ECLI:NL:TADRAMS:2011:YA1323 Raad van Discipline Amsterdam 10-156A
ECLI: | ECLI:NL:TADRAMS:2011:YA1323 |
---|---|
Datum uitspraak: | 31-01-2011 |
Datum publicatie: | 01-02-2011 |
Zaaknummer(s): | 10-156A |
Onderwerp: | Wat een behoorlijk advocaat betaamt t.o. de wederpartij, subonderwerp: Vrijheid van handelen |
Beslissingen: | |
Inhoudsindicatie: | Verzetszaak. Het betreft een klacht tegen de advocaat van de wederpartij van klagers in een tuchtprocedure. Het verzet van klagers heeft geen nieuwe gezichtspunten opgeleverd - ongegrond |
RAAD VAN DISCIPLINE
in het ressort Amsterdam
BESLISSING d.d. 31 januari 2011
in de zaak 10-156A
_________________________
De raad heeft het volgende overwogen en beslist naar aanleiding van het verzet tegen de beslissing van de voorzitter van de raad op de klacht van:
De heer
k l a g e r s
tegen
de heer mr.
v e r w e e r d e r
1. Verloop van de procedure
1.1. Bij brief van 28 april 2010, door de raad ontvangen op 29 april 2010, heeft de deken van de orde van advocaten in het arrondissement Amsterdam de klacht ter kennis van de raad gebracht.

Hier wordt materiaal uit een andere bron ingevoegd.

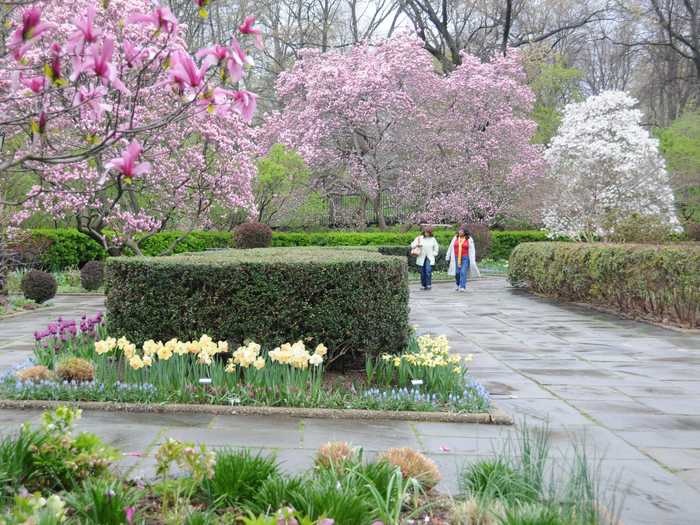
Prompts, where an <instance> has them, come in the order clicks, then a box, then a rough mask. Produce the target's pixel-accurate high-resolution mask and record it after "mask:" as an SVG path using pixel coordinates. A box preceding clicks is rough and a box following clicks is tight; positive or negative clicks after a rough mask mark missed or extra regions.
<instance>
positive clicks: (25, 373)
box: [15, 365, 53, 382]
mask: <svg viewBox="0 0 700 525" xmlns="http://www.w3.org/2000/svg"><path fill="white" fill-rule="evenodd" d="M15 375H16V376H17V379H19V380H20V381H23V382H24V381H30V382H39V381H46V380H48V379H52V378H53V373H52V372H51V370H49V369H48V368H46V367H45V366H43V365H36V366H30V367H29V368H24V369H22V370H19V371H18V372H17V373H16V374H15Z"/></svg>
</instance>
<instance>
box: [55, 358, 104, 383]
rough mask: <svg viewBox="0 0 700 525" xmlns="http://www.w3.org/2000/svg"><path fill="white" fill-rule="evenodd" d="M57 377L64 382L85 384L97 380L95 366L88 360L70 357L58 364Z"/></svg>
mask: <svg viewBox="0 0 700 525" xmlns="http://www.w3.org/2000/svg"><path fill="white" fill-rule="evenodd" d="M56 375H57V376H58V377H59V378H60V379H62V380H63V381H74V382H78V383H85V382H88V381H92V380H93V379H94V378H95V365H93V364H92V363H91V362H90V361H88V360H87V359H81V358H80V357H69V358H67V359H64V360H63V361H60V362H59V363H58V366H57V367H56Z"/></svg>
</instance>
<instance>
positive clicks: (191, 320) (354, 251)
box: [106, 248, 409, 366]
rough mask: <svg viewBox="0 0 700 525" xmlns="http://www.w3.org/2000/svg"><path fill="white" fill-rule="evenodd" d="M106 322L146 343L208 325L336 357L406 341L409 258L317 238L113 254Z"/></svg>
mask: <svg viewBox="0 0 700 525" xmlns="http://www.w3.org/2000/svg"><path fill="white" fill-rule="evenodd" d="M106 289H107V312H108V323H109V329H110V332H111V333H113V334H118V335H119V336H122V335H123V336H126V337H128V338H129V339H131V340H133V341H134V342H136V343H138V344H141V343H143V342H144V341H146V340H148V339H163V340H167V339H171V338H173V337H176V338H178V339H180V340H190V339H194V338H198V337H200V336H201V334H209V335H210V336H211V337H213V338H215V339H217V340H219V339H220V340H224V339H226V340H230V341H231V342H232V343H233V344H235V345H240V344H242V343H243V342H244V341H245V340H246V339H247V338H249V339H252V340H255V341H256V342H258V343H260V344H261V345H263V346H265V347H266V348H274V347H277V346H279V345H281V344H282V343H284V342H287V341H297V340H299V339H302V338H304V340H305V341H306V342H307V343H308V342H312V343H314V345H316V344H319V343H324V344H325V345H327V347H328V360H329V362H330V363H333V364H334V365H342V366H355V365H358V364H361V363H362V362H364V358H365V355H376V354H379V353H381V352H390V353H397V352H401V351H402V350H403V349H404V348H405V347H406V344H407V340H408V333H409V326H408V280H407V272H406V264H405V262H404V261H402V260H400V259H398V258H394V257H384V256H382V255H379V254H377V253H370V252H360V251H344V250H334V249H321V248H281V249H280V248H269V249H251V250H233V251H228V252H217V253H215V254H207V255H201V254H194V255H189V256H185V255H180V256H173V257H160V258H126V257H118V258H112V259H110V260H109V261H108V262H107V284H106Z"/></svg>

1.2. Bij beslissing van 31 mei 2010 heeft de voorzitter van de raad de klacht kennelijk niet ontvankelijk verklaard, welke beslissing op 3 juni 2010 aan klagers is verzonden.
1.3. Bij brief gedateerd 11 juni 2010, op 10 juni 2010 door de raad ontvangen, hebben klagers verzet ingesteld tegen de beslissing van de voorzitter.
1.4. Het verzet is behandeld ter zitting van 17 november 2010, in aanwezigheid van verweerder. Van de behandeling is proces-verbaal opgemaakt.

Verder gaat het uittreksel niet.